The child’s shout on recognising Guyana’s national poet as ‘the poems man’ carries a certain respectful awe, but at the same time it is a good-natured, childish jibe aimed at a familiar, tall, raw-boned figure whose eccentric craft is the making of poems. In adopting the child’s description of him for his poem’s title, Carter, with gently sardonic humour, accepts his implied kinship with other familiar, even lumpen, urban figures: fisherman, cartman, coconut man, garbage man, obeah man, milkman. That acceptance is characteristic of both the poetry and the man. Martin Carter remains a ‘people’s poet’, always personally involved in the human condition about which he wrote. Some of his poems have a resonance for us today that can be quite startling:

Those miseries I know you cultivate
are mine as well as yours, or do you think
the impartial bullock cares whose land is
ploughed?
(‘After one year’ Poems of Succession, 1977)

In a yawning gun world I
am more a criminal than any of them.
(‘Inventor’ Poems of Affinity, 1980)

Whatever we are, let us never forget to wrap
a tender hand upon the all-seeing brow of a
child.
The longer we take to do so, the longer will
nature divide.
(‘On a pavement’ Poems of succession)

His poetry suggests a natural affinity with people in the community, a quality that has made Carter pre-eminently the poet of ordinary, urban people: a public poet in the finest sense. His poems tend to be short, their language economical and deceptively simple in their vernacular tone and rhythm. But they are meticulously shaped to challenge conventional ideas and to question accepted social behaviour. In ‘The Poems Man’, the poem comes to a sudden stop, ironically, with the line “the middle where we meet / is not the place to stop.” The reader is left, abruptly, to consider the implications of what appears, at first sight, to be obvious. the ‘middle’ cannot be a true stopping-point, merely an intersection. The poet and the girl are headed in opposite directions. But there is a nagging sense ( because the poem ends so abruptly ) that perhaps there ought to be a stopping-point : a point of genuine meeting between ‘rude citizen’ and public poet, between childish innocence and adult experience. This idea recurs in Carter’s poetry, sometimes with political implications.

In a small city at dusk

it is difficult to distinguish
bird from bat. Both fly fast :
one away from the dark
and one toward the dark.
The bird to nest in the tree.
The bat to a feast in its branches.

Stranger to each other they seek...
the same tree that grows out of the great soil.
And I know, even before I came to live here,
dusk did the same to bird and bat and does
the same to man.
(‘in a small city at dusk’ Poems of Succession)
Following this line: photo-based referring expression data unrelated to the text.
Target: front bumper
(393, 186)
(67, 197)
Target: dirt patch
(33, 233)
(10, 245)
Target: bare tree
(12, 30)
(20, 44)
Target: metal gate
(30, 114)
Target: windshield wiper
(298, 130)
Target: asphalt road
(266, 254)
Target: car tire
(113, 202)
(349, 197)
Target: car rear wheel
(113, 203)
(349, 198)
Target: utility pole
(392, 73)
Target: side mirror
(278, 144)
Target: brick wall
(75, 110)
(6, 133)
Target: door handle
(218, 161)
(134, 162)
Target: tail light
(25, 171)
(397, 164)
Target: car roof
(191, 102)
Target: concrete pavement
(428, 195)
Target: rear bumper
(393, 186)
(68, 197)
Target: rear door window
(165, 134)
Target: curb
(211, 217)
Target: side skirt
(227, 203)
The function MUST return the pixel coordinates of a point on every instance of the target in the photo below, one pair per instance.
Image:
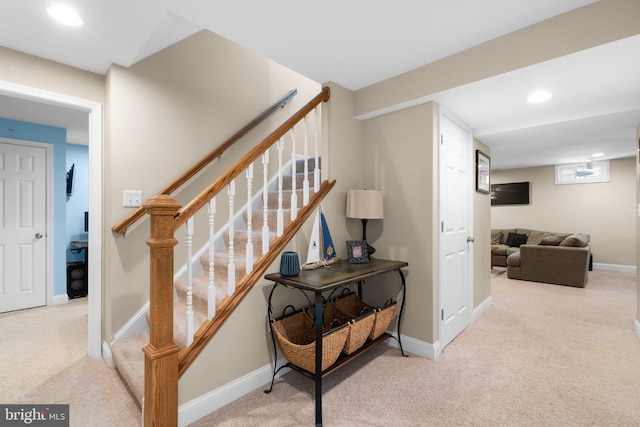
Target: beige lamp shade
(365, 204)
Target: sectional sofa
(543, 256)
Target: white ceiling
(596, 103)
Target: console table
(325, 279)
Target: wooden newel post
(161, 354)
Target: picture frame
(357, 252)
(483, 172)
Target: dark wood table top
(338, 274)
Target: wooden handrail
(189, 354)
(219, 184)
(123, 225)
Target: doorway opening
(94, 118)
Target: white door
(22, 226)
(455, 282)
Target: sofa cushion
(514, 259)
(577, 240)
(496, 237)
(551, 240)
(515, 239)
(535, 236)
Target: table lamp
(365, 205)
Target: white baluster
(231, 280)
(249, 248)
(190, 327)
(265, 202)
(305, 182)
(280, 224)
(316, 170)
(212, 249)
(294, 194)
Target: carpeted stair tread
(129, 358)
(127, 352)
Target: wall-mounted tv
(70, 180)
(515, 193)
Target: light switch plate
(131, 198)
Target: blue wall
(58, 138)
(78, 202)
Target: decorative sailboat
(321, 250)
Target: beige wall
(599, 23)
(27, 70)
(482, 234)
(637, 220)
(399, 159)
(606, 211)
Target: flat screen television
(515, 193)
(70, 180)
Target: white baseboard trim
(417, 347)
(615, 267)
(202, 406)
(107, 355)
(136, 325)
(60, 299)
(481, 308)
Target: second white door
(23, 234)
(455, 282)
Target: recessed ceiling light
(539, 96)
(65, 14)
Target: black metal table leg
(318, 373)
(404, 291)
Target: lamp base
(370, 249)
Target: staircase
(127, 353)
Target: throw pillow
(577, 240)
(515, 240)
(551, 240)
Dusk is the time when sun and moon, travelling in opposite directions, intersect. A crossing, not a meeting point. Bat and bird do the same thing at dusk, following opposite impulses, moving in opposite directions, but seeking the same resting-place; “the same tree that grows out of the great soil”. It is hard to avoid the thought that the poem is hinting at a lack of meaningful communication - a genuine meeting-point - between the two major ethnic groups ( or political parties ) of the land, who, though sharing the same city, still live in opposed worlds, only meeting en passant like bat and bird, or like the ‘poems man’ and the young girl. The poem’s relevance is particularly striking today.
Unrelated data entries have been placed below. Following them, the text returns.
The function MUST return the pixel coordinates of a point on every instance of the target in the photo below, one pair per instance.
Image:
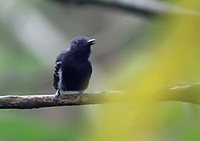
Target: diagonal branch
(189, 93)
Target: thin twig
(189, 93)
(147, 9)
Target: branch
(147, 9)
(141, 11)
(189, 93)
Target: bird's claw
(57, 94)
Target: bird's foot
(81, 93)
(57, 94)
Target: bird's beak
(91, 41)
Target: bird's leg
(81, 93)
(57, 94)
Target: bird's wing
(57, 70)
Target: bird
(73, 70)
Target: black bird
(72, 68)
Martin Carter’s poetry is full of serious social, political and philosophical concern as well as with veiled warnings of the tragic consequences that will ensue if “...Men murder men, as men must murder men, / to build their shining governments of the damned. “ (‘After one year’ Poems of Succession) His work also reveals a burden of isolation, bitterness and even despair over the apparently hopeless condition of what he referred to (and we have come to recognise) as “my strangled city”. But what emerges out of the body of his work is his deeply humane concern with the life of ordinary people. This is the legacy of his work and his life as a poet and man among us : that our bitterness must be in proportion to our greatness of heart, and that by refusing to be more than simply humane human beings, we can never be in danger of becoming anything less.

I walk slowly in the wind
watching myself in things I did not make:
child
...hearing myself in the loneliness of a
in a woman’s grief which is not understood
in coughing dogs when midnight lingers
long....
I walk slowly in the wind.
I walk because I cannot crawl or fly.